The Verismo Album
with Joseph Calleja, tenor; Richard Novak, bass; Emmanuel von Oeyen, spoken voice
PKF – Prague Philharmonia
Emmanuel Villaume, conductor
Warner Classics, 2017
An unusual title, inspired by the last sentence from Angelo Mascheroni’s song Eternamente, has been chosen by soprano Angela Gheorghiu for her personal collection of Verismo arias, which is her first studio recording in six years, after her Homage to Maria Callas, released in 2011.
Such uncommon title reflects the “extravagance” of this album, which, differently from other Verismo collections, focuses on rare songs and scenes from little known operas, as Stefano Donaudy’s Del mio amato ben, Licinio Refice’s Ombra di nube, Umberto Giordano’s Siberia, Ruggero Leoncavallo’s La Bohème and Zingari. Next to them, Gheorghiu records again Vissi d’arte from Tosca, an aria that, in Gheorghiu’s own words «defines me as an artist and as a woman», along the famous scenes from Cavalleria rusticana and La Gioconda (Suicidio!), Spunta l’aurora pallida from Mefistofele and Vicino a te s’acqueta from Andrea Chénier.
The collection appears then as an interesting exploration, but the outcome does not correspond to expectations, not only for what concerns the repertoire, but even for the performance that one hopes on the part of an acclaimed soprano.
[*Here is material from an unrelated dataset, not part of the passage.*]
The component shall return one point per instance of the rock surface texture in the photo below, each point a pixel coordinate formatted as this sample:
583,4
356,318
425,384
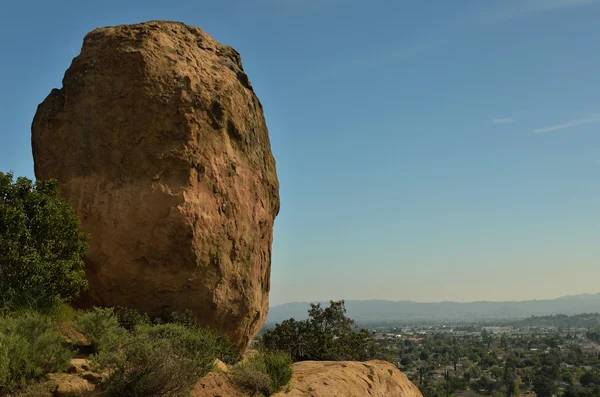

The conditions of Gheorghiu’s voice have deteriorated in the course of the years and, if it still has traces of its burnished timbre in the middle register, the high notes have lost their brightness and the low register is awfully weak. Hear for example Vissi d’arte, compare it with Gheorghiu’s previous recordings and you will realize how her voice has worn out. There is still a certain softness in her phrasing, but it is not enough to cast a spell on the listener as it breaks at every moment. Suicidio! from La Gioconda is even worse and its tessitura gives prominence only to the weakness Gheorghiu’s of the low register.
When the voice of a singer begins to show signs of wear, the best thing he or she can do is seeking refuge in interpretation and this is something that Gheorghiu tries (desperately tries) to do, from the beginning to the end, but often without improving the situation. There is something artificial in her giving meaning to the key words of the text and her accents are so excessive to be strained. This is something that pursues Gheorghiu and the listener in Cavalleria rusticana, where moreover she faces an unmoved Joseph Calleja, Tosca, La Gioconda as well as in songs as Mascheroni’s Eternamente.
For what concerns the rarities, the arias from Siberia, La Bohème and Zingari in particular, they are of little interest. It seems that Gheorghiu has not find anything really important to express in them and they come and go and do not leave any particular impression.
Overall, this recording is a disappointment. There is nothing here that can be considered really new or noteworthy. The immortality promised by the title (“eternamente” means “forever”) in the end ironically appears as a pretentious ambition that Gheorghiu is unable to fulfil.